Carlos Carrasco struck out 10 while taking a shutout into the eighth inning, winning his fourth straight start since returning from the disabled list to carry the Indians to a 2-0 victory over the Twins on Wednesday.
Brad Hand recorded the last five outs for his second save in as many attempts with the Indians, who stretched their lead over the Twins in the AL Central to 10 games and improved to 32-15 in intra-division games this season.
“It’s fun,” Hand said. “We’ve played some good baseball, so just try to keep things going and ride it out.”
After the Indians acquired Hand and fellow reliever Adam Cimber from San Diego during the All-Star break, the Twins front office formally surrendered 2018 by trading five regulars in separate trades that fetched 12 players and only one current major leaguer.
Carrasco (13-5), who missed three weeks with a bruised elbow before his reinstatement on July 6, has 63 strikeouts in his last eight starts. This was his fourth turn with double-digit strikeouts, and he won his fifth straight decision. Carrasco picked up a victory with one inning of relief on July 15, right before the All-Star break.
“That’s part of how we feel we can be a good team,” manager Terry Francona said. “Every time we send a starter out there, we feel like we’ve got a chance.”
The Indians, who won a series against the Twins for the first time in four tries this year, have allowed only 13 runs over their last six games. Their ERA against AL Central teams is 2.70 this season, the best intra-division mark in MLB. The Indians also led the major leagues in July in runs, steals and batting average.
The bullpen that has been their biggest concern? Over the past nine games, Indians relievers have a collective 1.08 ERA. Hand, the two-time All-Star and Minnesota native, had 24 saves in 29 opportunities with the Padres.
Jorge Polanco, who had two of Minnesota’s five hits, singled in the fourth after Carrasco retired the first 11 batters. Joe Mauer hit his first triple of the year after an eight-pitch, two-out at-bat in the sixth, but Carrasco struck out the side.
“It’s pretty scary if you’ve got a guy like that,” shortstop Francisco Lindor said.
The Twins agreed.
“His changeup was on.
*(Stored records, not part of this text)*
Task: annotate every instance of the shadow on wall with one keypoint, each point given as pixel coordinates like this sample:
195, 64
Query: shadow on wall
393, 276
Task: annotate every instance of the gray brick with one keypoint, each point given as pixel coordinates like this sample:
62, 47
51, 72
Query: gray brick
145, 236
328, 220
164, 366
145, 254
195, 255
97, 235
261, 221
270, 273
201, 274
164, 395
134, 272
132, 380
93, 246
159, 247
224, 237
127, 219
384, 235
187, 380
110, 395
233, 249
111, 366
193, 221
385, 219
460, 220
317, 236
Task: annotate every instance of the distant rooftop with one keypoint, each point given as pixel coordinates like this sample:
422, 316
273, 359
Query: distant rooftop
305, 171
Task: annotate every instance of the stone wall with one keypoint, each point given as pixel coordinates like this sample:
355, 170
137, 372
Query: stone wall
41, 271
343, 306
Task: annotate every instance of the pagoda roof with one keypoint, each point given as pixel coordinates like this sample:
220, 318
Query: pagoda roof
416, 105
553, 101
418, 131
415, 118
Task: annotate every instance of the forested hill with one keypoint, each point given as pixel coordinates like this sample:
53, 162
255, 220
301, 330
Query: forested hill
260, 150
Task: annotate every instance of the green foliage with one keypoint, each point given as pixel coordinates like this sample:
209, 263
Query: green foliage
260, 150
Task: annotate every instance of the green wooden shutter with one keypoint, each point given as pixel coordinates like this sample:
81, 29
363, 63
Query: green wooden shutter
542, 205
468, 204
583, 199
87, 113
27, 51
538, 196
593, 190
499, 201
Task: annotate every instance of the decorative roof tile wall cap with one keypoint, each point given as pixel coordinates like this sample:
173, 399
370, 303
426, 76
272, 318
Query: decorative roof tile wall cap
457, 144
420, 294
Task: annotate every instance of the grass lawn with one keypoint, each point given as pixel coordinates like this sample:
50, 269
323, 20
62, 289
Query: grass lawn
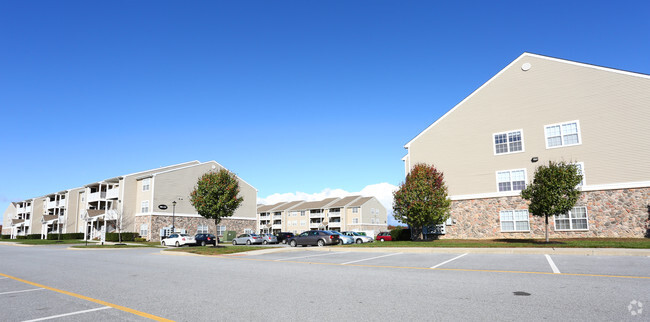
219, 250
486, 243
His slider was on,” left fielder Max Kepler said. “He was getting sneaky fastballs by people because he was using so much off-speed.”
Adalberto Mejia gave the Twins five scoreless innings to start with only one hit allowed, but reliever Matt Magill allowed a run in the sixth when Rajai Davis came home during catcher Mitch Garver’s throw to second base to catch Jose Ramirez stealing. Davis, who was not credited with a stolen base, started the rally with a single.
The Twins directed Garver to throw rather than hold the ball.
“I wasn’t going to give him a free base,” manager Paul Molitor said.
Martin on board
Leonys Martin, who was acquired to bolster the injury-depleted outfield in an intra-division trade with the Detroit Tigers to beat the deadline on Tuesday, made his Cleveland debut as a pinch-hitter in the sixth inning and singled in the ninth. Greg Allen, who had three runs and three hits Tuesday, was sent back to Triple-A Columbus after two games.
Forsythe forsakes sleep
Logan Forsythe, who came to Minnesota with two minor league players from the Dodgers in the trade for Brian Dozier, made his first appearance for the Twins by sharply grounding into a double play as a pinch-hitter in the eighth. Lindor made a slick scoop and pivot to start the play.
After boarding a red-eye flight from Los Angeles, Forsythe was at the ballpark for the matinee with minimal rest.
“It’s a new way to kind of mesh in with a new clubhouse and a core group of veterans,” said Forsythe, who’ll take most of the games at second base to fill in for Dozier. “It’s just exciting, man. It’s a new chapter.”
Miller could rejoin the bullpen on Friday, Francona said, or he might be asked to stay on his rehab assignment and pitch more than one inning. Miller has been out for more than two months with right knee trouble.